Санька поет, а Юрка тихонько подтягивает так, как пели их предки – донские казаки, мыслями, сердцем переносясь в родные станицы, родившие их, воспитавшие бесстрашными, ловкими, привившие им любовь к хлебным привольным степям, разнотравью, лошадям, к вольному гордому краю.
Тосковал Санька редко. Обычно в ротной палатке, на отдыхе брал в руки гитару и пел «на потребу публики» разные песни: веселые, шутливые, даже и похабные приблатненные, прославляющие удаль и ухарство ростовских жиганов – откровенно тюремный фольклор. Но когда не было долго писем из дома, когда погибал дружок из автобата или когда поднимался сволочной «афганец», тогда Санька «а капелло», то есть без гитары, пел эту свою песню родной земли.
Выводил, закрыв глаза, чисто и ясно Санька, и все притихали, понимая, что у него тоска, и, уважая это чувство, слушали. Слушали краснодарец Сашка Куц, ставрополец Димка Соколов, даже хитрый верткий узбек Марат Касымжанов, никогда не унывающий, веселый, и тот притихал, слушал, думал о чем-то своем.
Только один циничный, туповатый, здоровенный Ефим Качин, успевший, по его словам, оттянуть небольшой срок за «хулиганку», не имеющий за душой ничего святого, шипел недовольно:
– Во, блин, развылся! – и, считаясь с волей большинства, выходил из палатки, ворча: – Цыплак! Слюни распустил. Казак сраный. К мамке на колени захотел. Здеся тебе не тама. Здеся тебе Афган, мать твою...
Но когда Санька брал гитару, он был тут как тут. Гоготал и краснел широкой рожей от удовольствия, начинал кому-нибудь рассказывать о своих доармейских похождениях в Донецке, откуда был родом. Поэтому Санька, чувствуя тоску, перестал петь казачьи песни в палатке, а уходил к Юрке, братке, земеле ростовскому. Война быстро знакомит, а тут еще и дух землячества...
– Сань, спой еще, – просил Юрка. – Вот эту, знаешь?

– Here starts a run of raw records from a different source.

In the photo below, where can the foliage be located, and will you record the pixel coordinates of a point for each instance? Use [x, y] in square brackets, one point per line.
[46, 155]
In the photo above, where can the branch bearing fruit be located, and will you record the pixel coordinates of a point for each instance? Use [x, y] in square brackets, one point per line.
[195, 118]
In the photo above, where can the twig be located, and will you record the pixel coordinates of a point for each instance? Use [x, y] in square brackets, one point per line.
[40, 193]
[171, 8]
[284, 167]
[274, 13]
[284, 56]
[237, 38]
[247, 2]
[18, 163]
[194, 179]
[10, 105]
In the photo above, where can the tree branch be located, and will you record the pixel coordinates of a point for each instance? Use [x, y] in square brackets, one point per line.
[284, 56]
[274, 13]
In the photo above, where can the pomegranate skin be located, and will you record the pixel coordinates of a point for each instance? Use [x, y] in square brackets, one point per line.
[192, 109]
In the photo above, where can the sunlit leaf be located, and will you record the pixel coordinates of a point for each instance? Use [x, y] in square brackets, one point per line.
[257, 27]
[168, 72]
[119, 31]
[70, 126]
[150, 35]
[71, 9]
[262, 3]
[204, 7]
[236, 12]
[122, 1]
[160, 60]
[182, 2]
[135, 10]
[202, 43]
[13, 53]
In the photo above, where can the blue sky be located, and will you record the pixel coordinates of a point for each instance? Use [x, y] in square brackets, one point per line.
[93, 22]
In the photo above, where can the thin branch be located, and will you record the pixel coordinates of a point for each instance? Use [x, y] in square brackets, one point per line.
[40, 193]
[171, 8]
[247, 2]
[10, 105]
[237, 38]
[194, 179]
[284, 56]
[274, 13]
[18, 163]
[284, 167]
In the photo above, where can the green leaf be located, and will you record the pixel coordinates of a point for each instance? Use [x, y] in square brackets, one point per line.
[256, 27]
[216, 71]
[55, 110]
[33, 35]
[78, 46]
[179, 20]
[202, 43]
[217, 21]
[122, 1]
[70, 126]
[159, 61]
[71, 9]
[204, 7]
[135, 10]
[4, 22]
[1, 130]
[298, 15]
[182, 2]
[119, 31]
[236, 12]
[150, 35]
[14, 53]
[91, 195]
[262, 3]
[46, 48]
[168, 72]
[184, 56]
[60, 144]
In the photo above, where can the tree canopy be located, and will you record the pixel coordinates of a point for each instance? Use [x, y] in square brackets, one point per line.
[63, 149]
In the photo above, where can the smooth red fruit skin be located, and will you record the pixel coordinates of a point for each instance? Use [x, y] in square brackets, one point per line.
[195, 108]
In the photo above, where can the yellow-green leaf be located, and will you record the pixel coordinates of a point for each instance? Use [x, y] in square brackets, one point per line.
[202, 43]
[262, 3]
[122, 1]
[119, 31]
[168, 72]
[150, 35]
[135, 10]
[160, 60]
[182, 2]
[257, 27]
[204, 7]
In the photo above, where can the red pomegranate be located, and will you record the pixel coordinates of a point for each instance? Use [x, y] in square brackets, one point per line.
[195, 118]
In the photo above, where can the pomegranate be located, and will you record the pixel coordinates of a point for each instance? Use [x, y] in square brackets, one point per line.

– Не, у нас такую не поют.
Вот вернемся домой, сначала ко мне поедем. С родителями познакомлю, стол накроем, попоем, заодно и эту выучишь.
– А потом, через Дон, ко мне, – подхватил Санька. – У меня бати нет, только мамка. Но стол тоже накроем, песню споем, на конях поскачем. Эх... А дай-ка, братка, закурить, ох и заломило меня по дому!
Оба затягивались и мечтали:
– В Дону купнемся, а, Юрок, наперегонки, да?!
– Да...
Давно уже обменялись адресами и домой написали:
– Вот, братка у меня появился, приеду, познакомлю...
Ходили упорные слухи о готовящемся выводе войск из Афганистана, и «духи», почувствовав какую-то слабину в позиции советского правительства и поддержку мирового сообщества, стали более дерзкими, совершали глубокие рейды в расположения гарнизонов контингента, выживая, выбивая, вытесняя, вырезая шурави, гоня их со своей земли. Бей неверных!